The Benefits of "Continuous Cover" When Renewing Your Professional Indemnity Insurance
Continuity with one professional indemnity insurer provides significant cover benefits, with a change in insurer introducing the risk that a claim or circumstance may fall between a gap created by the break in continuity. 
To understand the risks involved with a change in insurer one must have an understanding of how a policy operates and importantly the obligations imposed upon Insureds to notify their insurer during the relevant policy period of any circumstance that may give rise to a claim. 
 
Professional indemnity (PI) insurance policies operate on a claims made basis which means that it is the policy that is in effect at the time a claim is made that will respond to the claim; rather than the policy that was in effect when the relevant services were provided. Further, if an Insured notifies an insurer of a circumstance that may give rise to a claim and that circumstance later does give rise to a claim it is the policy under which the circumstance was notified that will respond to the claim, even if the actual claim is made months or years later.
 
There are two key mechanisms that bring about the obligation upon the Insured to notify their insurer:
 
1.     Section 40(3) of the Insurance Contracts Act:
 
Where the insured gave notice in writing to the insurer of facts that might give rise to a claim against the insured as soon as was reasonably practicable after the insured became aware of those facts but before the insurance cover provided by the contract expired, the insurer is not relieved of liability under the contract in respect of the claim, when made, by reason only that it was made after the expiration of the period of the insurance cover provided by the contract. 
 
The above prevents insurers from denying claims that subsequently arise out of circumstances that were appropriately notified during the relevant policy period. 
 
 2.    The known claims exclusion; Claims made policies typically contain a specific exclusion in relation to claims arising from facts or circumstances known to the Insured prior to the policy inception.  
 
The above entitles insurers to deny claims that arise out of matters known the Insured prior to the commencement of the policy.
 
An innocent failure to not formally notify your insurer of a fact, circumstance or claim can have disastrous consequences and potentially leave you uninsured for the loss.

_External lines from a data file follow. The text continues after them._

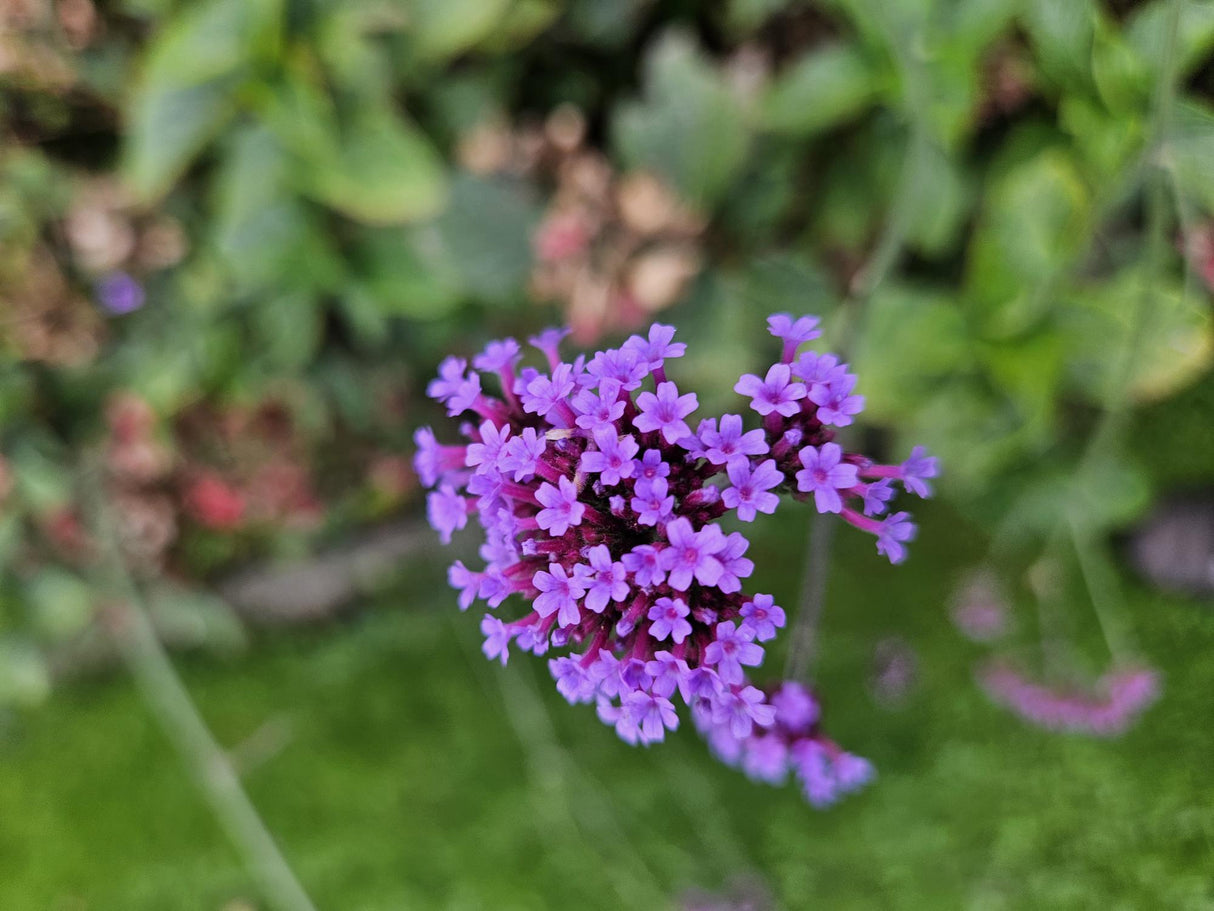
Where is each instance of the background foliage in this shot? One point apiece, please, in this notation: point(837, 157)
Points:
point(236, 237)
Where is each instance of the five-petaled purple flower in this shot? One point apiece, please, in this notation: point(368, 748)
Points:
point(602, 509)
point(824, 475)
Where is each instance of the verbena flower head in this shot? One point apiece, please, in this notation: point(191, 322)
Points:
point(601, 509)
point(1106, 708)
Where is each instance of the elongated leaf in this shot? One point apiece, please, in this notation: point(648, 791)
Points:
point(828, 85)
point(690, 129)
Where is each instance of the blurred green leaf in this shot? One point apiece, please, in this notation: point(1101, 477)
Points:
point(378, 168)
point(828, 85)
point(442, 28)
point(1122, 78)
point(486, 233)
point(1147, 33)
point(408, 272)
point(940, 199)
point(690, 128)
point(1189, 151)
point(24, 678)
point(193, 617)
point(186, 89)
point(1174, 344)
point(912, 338)
point(1106, 141)
point(61, 603)
point(1033, 222)
point(266, 235)
point(1028, 371)
point(1062, 35)
point(169, 126)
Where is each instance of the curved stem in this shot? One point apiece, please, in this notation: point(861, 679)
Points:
point(182, 723)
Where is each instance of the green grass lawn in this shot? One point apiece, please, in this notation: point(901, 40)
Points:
point(415, 775)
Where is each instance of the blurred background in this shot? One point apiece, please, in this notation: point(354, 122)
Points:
point(238, 236)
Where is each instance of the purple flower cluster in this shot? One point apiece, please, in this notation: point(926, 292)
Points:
point(601, 508)
point(1118, 697)
point(792, 743)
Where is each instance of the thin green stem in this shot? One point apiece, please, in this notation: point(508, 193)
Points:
point(182, 723)
point(1104, 593)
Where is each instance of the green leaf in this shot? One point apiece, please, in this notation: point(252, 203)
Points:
point(168, 128)
point(940, 199)
point(912, 339)
point(1190, 151)
point(265, 233)
point(440, 29)
point(408, 272)
point(487, 233)
point(193, 617)
point(1028, 371)
point(378, 168)
point(1147, 34)
point(61, 603)
point(24, 678)
point(824, 88)
point(1033, 224)
point(1062, 34)
point(1174, 339)
point(289, 329)
point(186, 90)
point(690, 129)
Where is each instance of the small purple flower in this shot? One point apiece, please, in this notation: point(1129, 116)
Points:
point(658, 348)
point(561, 507)
point(729, 445)
point(742, 711)
point(824, 475)
point(665, 412)
point(498, 356)
point(549, 343)
point(467, 582)
point(447, 511)
point(488, 451)
point(690, 554)
point(599, 411)
point(918, 469)
point(652, 716)
point(545, 395)
point(776, 392)
point(667, 672)
point(613, 459)
point(452, 375)
point(522, 453)
point(896, 530)
point(652, 503)
point(732, 649)
point(735, 566)
point(607, 580)
point(572, 680)
point(766, 759)
point(762, 617)
point(559, 594)
point(835, 402)
point(877, 494)
point(618, 365)
point(795, 708)
point(645, 562)
point(497, 638)
point(651, 467)
point(668, 616)
point(119, 294)
point(750, 490)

The single most common reason for denial of indemnity of professional indemnity claims is that the claim arose out of a circumstance that was known by the Insured prior to the policy inception. 
 
Continuity with the one insurer goes a long way towards managing the risk of having a claim denied because of the known circumstance exclusion, this is because of the continuous cover clause which is now a feature of many policy wordings.  The “continuous cover” clause extends to cover claims made during the policy period that arise out of facts, matters or circumstances of which the Insured was aware of prior to the policy period but which were not notified. Certain conditions and limitations often apply including that the Insured was insured with the same insurer for unbroken successive policy periods. 
 
A typical example of a continuous cover clause is:
 
Notwithstanding the known circumstance exclusion and in the absence of any fraudulent non-disclosure, the Insurer agrees to indemnify the Insured for any Claim first made against the Insured and notified to the Insurer during the Period of Insurance arising from any fact or circumstance which the Insured knew could give rise to a Claim prior to this policys inception provided that:- 
 
  •     the Insured’s professional indemnity insurance was arranged with the Insurer at the time when the             Insured first knew of such fact or circumstance (hereinafter referred to as “the Prior Policy”); and
  •     the Insured’s professional indemnity insurance has been continuously arranged with the Insurer since       the Prior Policy up until this policy’s inception; and
  •     the Insurer’s liability for any such Claim shall be the lesser of the coverage available under this policy       or the Prior Policy (had appropriate notification been made to the Insurer under such Prior Policy).

The continuity benefit is the main reason we advocate maintaining a relationship with the one insurer. This does not mean we do not advocate a client change insurer where a significant reason to do so exists but it is why we strongly advise against changing insurer for small premium differences because in our experience the continuity benefit is worth a lot!